Ensuite, la CNIL a estimé qu’il existe tout de même un risque d’accès aux données par les autorités américaines puisque la maison mère de la société Microsoft Ireland Ltd est située aux Etats-Unis (et donc soumise au droit de cet Etat). Un tel risque demeure, pour la CNIL, en dépit de la décision d’adéquation du 10 juillet 2023 (le « Data Privacy Framework ») reconnaissant que le cadre de transferts des données « Etats-Unis/UE » assure un niveau de protection adéquat.
« Si ce risque est le plus souvent acceptable, notamment s’agissant des pays adéquats », la CNIL recommande « pour les bases de données les plus sensibles » de faire appel à un hébergeur exclusivement soumis droit européen et certifié « SecNumCloud ». « En particulier, pour les entrepôts de données de santé appariées avec le SNDS, et malgré le fait que ces données soient pseudonymisées, la CNIL a toujours demandé aux porteurs de projet, publics et privés, de s’assurer que l’hébergeur des données n’est pas soumis à une législation extra-européenne ». Pour la CNIL, « cette politique apparaît en cohérence avec (…) la circulaire de la Première ministre du 31 mai 2023 (…) qui demande, sans sa règle n°9, aux autorités publiques de s’assurer que les données « d’une sensibilité particulière » hébergées dans le cloud ne soient pas soumises à des lois extra-européennes ». Ainsi, le choix du Health Data Hub, « chargé par la loi de recueillir les bases de données de santé les plus importants du pays », « apparaît en très nette contradiction avec [ces] éléments ».
Pour répondre aux interrogations de la CNIL, les pouvoirs publics ont fait réaliser une expertise, pilotée par la délégation numérique en santé (DNS), la direction interministérielle du numérique (DINUM) et l’Agence Numérique en santé, « aux fins de déterminer si le projet EMC2 pouvait, sans compromettre le projet vis-à-vis des conditions fixées par [l’Agence européenne du médicament], être mis en œuvre via un prestataire soumis uniquement aux lois de l’Union européenne ». Le rapport d’expertise a conclu à l’absence d’offres d’hébergement répondant à de telles conditions dans les délais requis.
Après avoir (i) « déplor[é] qu’aucun prestataire susceptible de répondre actuellement aux besoins exprimés par le [Health Data Hub] ne protège les données contre l’application de lois extraterritoriales de pays tiers » et (ii) considéré que « le projet EMC2 aurait pu être retenu par le [Health Data Hub] pour préfigurer la solution souveraine vers laquelle il doit migrer », la CNIL a tout de même autorisé l’entrepôt de données de santé « EMC2 » pour une durée de 3 ans (durée de la migration de la plateforme).

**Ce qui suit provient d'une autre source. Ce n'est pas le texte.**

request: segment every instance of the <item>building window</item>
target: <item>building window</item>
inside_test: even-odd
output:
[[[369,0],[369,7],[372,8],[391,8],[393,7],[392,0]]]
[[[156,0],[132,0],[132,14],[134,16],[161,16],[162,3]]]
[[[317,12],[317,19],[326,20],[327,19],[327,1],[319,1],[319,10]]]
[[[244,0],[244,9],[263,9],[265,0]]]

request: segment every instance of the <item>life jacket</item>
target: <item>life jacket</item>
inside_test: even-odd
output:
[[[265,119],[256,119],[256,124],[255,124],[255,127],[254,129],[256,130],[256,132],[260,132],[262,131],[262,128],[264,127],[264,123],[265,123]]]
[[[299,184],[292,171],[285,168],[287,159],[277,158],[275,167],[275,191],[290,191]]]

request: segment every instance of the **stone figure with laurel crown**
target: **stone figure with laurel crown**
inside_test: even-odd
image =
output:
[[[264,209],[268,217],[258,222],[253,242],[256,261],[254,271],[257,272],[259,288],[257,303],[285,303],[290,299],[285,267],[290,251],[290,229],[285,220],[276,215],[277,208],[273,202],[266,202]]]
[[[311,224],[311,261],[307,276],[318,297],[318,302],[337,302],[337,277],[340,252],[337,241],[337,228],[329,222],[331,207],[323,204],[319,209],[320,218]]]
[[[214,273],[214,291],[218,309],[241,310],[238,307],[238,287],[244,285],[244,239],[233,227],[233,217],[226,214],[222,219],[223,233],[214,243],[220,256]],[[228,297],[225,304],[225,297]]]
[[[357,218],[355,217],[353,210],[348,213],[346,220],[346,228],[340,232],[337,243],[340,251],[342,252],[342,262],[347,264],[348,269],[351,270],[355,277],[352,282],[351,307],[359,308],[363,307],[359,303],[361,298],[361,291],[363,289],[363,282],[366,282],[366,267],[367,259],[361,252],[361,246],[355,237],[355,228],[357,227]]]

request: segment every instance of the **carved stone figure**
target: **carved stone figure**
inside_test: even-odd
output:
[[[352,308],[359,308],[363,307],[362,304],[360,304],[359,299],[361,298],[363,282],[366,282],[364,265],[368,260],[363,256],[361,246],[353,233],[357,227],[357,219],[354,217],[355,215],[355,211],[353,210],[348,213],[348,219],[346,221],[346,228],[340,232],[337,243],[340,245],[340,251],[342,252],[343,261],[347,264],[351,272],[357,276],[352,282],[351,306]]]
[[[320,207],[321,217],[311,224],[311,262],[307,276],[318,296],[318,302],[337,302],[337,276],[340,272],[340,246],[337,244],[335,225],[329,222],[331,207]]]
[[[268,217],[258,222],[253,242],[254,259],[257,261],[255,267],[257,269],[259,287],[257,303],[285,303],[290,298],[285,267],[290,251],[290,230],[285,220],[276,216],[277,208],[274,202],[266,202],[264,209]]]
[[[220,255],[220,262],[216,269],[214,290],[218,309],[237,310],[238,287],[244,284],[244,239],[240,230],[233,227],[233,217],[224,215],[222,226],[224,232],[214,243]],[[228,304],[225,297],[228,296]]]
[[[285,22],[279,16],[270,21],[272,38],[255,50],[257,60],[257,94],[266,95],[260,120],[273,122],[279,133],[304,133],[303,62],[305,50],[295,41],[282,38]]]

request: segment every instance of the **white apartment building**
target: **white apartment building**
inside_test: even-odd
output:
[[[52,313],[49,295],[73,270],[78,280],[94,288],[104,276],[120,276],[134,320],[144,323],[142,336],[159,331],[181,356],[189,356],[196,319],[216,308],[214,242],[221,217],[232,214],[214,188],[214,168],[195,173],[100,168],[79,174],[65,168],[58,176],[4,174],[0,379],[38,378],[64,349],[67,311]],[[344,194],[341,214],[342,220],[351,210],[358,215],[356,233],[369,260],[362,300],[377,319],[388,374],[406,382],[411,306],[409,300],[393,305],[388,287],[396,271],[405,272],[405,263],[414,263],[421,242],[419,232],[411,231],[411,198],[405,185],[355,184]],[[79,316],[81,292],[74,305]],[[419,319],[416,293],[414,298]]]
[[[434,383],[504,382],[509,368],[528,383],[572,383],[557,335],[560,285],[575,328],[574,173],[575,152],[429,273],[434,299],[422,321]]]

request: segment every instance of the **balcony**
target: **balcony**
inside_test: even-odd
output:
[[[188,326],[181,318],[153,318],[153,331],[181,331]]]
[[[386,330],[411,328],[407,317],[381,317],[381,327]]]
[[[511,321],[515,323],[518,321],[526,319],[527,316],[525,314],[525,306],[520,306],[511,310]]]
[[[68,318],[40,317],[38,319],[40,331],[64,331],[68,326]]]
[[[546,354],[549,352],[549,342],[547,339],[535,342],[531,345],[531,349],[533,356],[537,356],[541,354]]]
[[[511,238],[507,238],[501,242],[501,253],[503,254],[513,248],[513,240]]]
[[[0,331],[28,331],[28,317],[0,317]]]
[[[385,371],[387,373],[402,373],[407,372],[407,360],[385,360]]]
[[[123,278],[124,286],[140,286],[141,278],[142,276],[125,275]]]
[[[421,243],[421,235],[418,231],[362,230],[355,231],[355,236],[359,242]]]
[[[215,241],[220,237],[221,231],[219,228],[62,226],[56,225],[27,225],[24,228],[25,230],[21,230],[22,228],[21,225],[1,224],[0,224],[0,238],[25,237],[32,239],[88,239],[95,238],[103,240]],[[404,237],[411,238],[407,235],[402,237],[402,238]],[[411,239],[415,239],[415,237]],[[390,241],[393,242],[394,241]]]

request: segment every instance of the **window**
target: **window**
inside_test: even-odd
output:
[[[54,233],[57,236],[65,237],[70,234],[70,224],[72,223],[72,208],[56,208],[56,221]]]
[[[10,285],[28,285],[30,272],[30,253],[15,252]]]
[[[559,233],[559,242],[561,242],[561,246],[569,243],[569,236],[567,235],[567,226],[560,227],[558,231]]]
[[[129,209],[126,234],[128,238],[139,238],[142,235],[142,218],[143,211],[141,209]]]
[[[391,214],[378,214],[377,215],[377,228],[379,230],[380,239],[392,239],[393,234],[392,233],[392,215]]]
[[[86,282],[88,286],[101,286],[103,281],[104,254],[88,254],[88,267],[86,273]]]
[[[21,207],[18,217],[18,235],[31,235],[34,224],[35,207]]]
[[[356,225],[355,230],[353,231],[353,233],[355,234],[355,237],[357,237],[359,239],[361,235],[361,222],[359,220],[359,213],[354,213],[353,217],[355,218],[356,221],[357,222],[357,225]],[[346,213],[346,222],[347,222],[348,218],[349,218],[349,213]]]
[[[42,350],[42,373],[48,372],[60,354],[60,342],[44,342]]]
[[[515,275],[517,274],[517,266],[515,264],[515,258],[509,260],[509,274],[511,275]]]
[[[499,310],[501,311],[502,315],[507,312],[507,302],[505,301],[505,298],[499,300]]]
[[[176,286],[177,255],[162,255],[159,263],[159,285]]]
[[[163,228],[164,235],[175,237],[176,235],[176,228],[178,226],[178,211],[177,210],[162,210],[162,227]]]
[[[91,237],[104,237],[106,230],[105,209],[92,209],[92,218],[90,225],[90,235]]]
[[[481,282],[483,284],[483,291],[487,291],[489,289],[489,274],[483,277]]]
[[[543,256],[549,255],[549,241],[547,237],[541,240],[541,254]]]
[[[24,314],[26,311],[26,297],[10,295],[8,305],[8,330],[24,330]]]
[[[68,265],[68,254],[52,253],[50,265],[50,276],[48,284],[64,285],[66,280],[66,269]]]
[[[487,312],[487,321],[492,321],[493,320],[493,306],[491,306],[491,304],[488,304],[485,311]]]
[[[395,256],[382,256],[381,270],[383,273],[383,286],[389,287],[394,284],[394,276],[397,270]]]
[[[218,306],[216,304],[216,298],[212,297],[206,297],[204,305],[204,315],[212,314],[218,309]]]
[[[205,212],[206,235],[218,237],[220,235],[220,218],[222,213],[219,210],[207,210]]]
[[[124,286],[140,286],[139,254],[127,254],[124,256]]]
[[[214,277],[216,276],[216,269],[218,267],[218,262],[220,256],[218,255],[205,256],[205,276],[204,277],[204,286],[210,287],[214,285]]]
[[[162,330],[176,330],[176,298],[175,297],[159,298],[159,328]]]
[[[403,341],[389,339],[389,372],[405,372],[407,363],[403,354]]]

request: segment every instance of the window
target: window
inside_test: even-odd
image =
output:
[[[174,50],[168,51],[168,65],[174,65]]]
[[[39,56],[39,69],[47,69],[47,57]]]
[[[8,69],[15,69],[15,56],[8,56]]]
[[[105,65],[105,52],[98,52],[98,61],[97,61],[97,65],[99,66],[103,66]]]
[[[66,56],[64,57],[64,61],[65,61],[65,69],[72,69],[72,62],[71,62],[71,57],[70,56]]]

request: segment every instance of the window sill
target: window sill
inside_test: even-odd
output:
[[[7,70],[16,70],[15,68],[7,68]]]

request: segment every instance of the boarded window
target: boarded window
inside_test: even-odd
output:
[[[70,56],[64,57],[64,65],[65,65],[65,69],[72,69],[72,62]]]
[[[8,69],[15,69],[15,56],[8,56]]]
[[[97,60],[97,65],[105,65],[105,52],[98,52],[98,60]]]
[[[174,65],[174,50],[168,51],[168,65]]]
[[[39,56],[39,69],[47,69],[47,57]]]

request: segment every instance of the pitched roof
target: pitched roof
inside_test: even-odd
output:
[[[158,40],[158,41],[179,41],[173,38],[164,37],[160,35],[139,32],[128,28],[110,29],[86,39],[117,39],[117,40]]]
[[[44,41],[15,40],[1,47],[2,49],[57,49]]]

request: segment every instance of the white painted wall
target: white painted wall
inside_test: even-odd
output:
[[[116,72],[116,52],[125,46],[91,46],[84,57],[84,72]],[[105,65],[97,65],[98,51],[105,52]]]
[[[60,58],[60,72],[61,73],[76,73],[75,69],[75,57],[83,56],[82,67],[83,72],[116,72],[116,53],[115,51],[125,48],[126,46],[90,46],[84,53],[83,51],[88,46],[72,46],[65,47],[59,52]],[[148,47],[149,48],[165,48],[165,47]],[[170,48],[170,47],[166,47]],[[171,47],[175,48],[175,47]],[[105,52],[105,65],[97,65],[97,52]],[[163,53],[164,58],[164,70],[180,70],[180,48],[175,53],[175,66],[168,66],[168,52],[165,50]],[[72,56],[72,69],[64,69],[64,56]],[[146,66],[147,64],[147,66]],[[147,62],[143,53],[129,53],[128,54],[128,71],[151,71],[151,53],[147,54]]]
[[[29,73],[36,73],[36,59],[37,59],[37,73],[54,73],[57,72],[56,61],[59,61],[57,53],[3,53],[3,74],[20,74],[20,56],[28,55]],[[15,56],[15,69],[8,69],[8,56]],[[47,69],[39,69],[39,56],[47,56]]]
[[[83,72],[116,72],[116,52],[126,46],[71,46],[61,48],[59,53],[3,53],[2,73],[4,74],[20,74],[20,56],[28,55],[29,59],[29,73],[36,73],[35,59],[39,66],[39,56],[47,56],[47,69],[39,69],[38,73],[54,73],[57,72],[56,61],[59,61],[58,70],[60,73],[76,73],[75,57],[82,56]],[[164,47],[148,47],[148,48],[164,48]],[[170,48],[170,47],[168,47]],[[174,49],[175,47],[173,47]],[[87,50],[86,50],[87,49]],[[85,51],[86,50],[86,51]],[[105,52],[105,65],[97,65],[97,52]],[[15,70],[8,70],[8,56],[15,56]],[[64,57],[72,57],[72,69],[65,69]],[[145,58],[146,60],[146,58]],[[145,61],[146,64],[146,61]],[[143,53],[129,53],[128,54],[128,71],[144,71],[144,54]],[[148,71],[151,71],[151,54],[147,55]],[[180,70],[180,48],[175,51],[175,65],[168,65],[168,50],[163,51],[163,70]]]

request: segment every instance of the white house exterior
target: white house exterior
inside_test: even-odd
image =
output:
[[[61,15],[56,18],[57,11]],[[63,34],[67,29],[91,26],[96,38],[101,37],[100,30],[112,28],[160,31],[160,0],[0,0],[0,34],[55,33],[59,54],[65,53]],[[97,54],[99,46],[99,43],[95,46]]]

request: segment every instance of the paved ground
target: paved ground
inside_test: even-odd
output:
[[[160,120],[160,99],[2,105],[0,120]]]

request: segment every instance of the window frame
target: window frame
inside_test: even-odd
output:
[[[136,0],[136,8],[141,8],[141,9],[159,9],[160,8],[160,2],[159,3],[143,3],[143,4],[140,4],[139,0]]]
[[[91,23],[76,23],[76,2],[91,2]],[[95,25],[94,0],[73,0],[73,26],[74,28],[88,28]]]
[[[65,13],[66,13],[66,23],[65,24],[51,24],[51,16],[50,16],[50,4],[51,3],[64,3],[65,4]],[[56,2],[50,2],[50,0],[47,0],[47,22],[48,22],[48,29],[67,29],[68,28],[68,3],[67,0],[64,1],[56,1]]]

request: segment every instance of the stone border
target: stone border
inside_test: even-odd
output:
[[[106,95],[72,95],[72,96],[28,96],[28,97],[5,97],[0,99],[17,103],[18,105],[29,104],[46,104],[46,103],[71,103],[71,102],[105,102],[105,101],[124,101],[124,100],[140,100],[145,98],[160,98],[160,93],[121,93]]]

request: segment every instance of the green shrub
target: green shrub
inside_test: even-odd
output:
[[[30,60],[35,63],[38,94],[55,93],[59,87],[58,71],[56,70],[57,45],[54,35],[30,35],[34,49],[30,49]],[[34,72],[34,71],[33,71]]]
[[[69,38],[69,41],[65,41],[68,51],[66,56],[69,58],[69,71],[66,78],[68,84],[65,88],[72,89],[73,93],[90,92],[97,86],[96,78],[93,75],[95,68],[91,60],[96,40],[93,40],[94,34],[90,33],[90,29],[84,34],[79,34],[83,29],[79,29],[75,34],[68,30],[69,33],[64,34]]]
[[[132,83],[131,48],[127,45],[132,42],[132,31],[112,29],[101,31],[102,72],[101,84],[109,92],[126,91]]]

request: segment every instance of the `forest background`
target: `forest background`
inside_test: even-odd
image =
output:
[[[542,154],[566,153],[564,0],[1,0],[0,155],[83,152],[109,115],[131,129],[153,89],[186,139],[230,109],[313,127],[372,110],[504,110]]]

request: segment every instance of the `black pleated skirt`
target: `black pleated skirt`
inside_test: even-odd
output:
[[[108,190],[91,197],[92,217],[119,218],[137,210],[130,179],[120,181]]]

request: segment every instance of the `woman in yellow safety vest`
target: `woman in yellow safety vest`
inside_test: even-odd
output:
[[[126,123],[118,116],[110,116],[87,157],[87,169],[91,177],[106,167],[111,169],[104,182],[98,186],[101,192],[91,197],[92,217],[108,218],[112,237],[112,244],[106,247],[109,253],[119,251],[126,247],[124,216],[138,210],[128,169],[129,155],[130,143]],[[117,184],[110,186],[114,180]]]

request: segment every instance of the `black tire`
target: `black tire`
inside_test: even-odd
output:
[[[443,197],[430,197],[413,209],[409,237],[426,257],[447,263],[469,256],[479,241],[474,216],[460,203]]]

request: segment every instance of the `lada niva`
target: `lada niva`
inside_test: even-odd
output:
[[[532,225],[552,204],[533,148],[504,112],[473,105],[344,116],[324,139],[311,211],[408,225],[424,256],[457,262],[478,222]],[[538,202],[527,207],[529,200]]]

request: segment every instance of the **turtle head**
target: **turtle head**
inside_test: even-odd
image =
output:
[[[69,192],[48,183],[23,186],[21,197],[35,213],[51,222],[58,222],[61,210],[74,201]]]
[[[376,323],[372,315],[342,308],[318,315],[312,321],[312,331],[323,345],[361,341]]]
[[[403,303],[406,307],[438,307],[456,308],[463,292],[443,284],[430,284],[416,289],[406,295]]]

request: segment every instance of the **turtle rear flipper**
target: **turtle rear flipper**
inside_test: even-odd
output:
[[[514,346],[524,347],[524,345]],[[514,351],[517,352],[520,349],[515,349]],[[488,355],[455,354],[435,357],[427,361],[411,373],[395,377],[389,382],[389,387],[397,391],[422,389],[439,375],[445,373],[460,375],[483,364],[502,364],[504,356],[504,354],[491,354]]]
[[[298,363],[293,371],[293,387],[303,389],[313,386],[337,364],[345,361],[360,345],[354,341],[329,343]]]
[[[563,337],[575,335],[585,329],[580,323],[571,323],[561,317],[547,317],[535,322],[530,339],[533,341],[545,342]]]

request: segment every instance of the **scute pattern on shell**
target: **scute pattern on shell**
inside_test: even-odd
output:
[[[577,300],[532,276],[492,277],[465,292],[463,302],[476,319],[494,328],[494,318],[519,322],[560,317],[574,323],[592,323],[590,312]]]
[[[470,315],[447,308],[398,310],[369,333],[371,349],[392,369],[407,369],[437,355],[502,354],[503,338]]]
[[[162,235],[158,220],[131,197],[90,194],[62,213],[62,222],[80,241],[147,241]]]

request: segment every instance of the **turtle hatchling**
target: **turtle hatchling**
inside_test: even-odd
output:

A cet égard, la CNIL a souligné « qu’il est nécessaire que les engagements pris vis-à-vis de [l’Agence européenne du médicament] puissent être honorés ».
En conséquence, la CNIL a validé l’hébergement de l’entrepôt de données de santé « EMC2 » par Microsoft.
Cette décision ouvre-t-elle alors la possibilité à certains entrepôts de données de santé d’être hébergés par Microsoft ou d’autres hébergeurs américains ?
Les débats associés à la décision de la CNIL
Cette décision de la CNIL a suscité et suscite encore de vifs débats. Il en ressort notamment la difficulté de concilier, d’une part, la récente décision d’adéquation de la Commission européenne qui constate que les Etats-Unis ont un niveau de protection de données personnelles équivalent à celui de l’Union européenne et, d’autre part, les exigences nationales en matière de souveraineté. Aussi, la position de la CNIL est critiquée (i) en ce qu’elle révèle une « contradiction » du projet « EMC2 » à ces exigences de souveraineté, sans pour autant conclure à une « invalidité » de ce projet, (ii) et ce, alors que d’autres projets d’entrepôts de données de santé similaires au projet « EMC2 » hébergés sur Microsoft Azure ont été refusés par la CNIL.
Il appartient désormais au Conseil d’Etat de trancher cette épineuse question. L’Internet Society France a effectivement annoncé avoir déposé un recours en annulation de la délibération de la CNIL.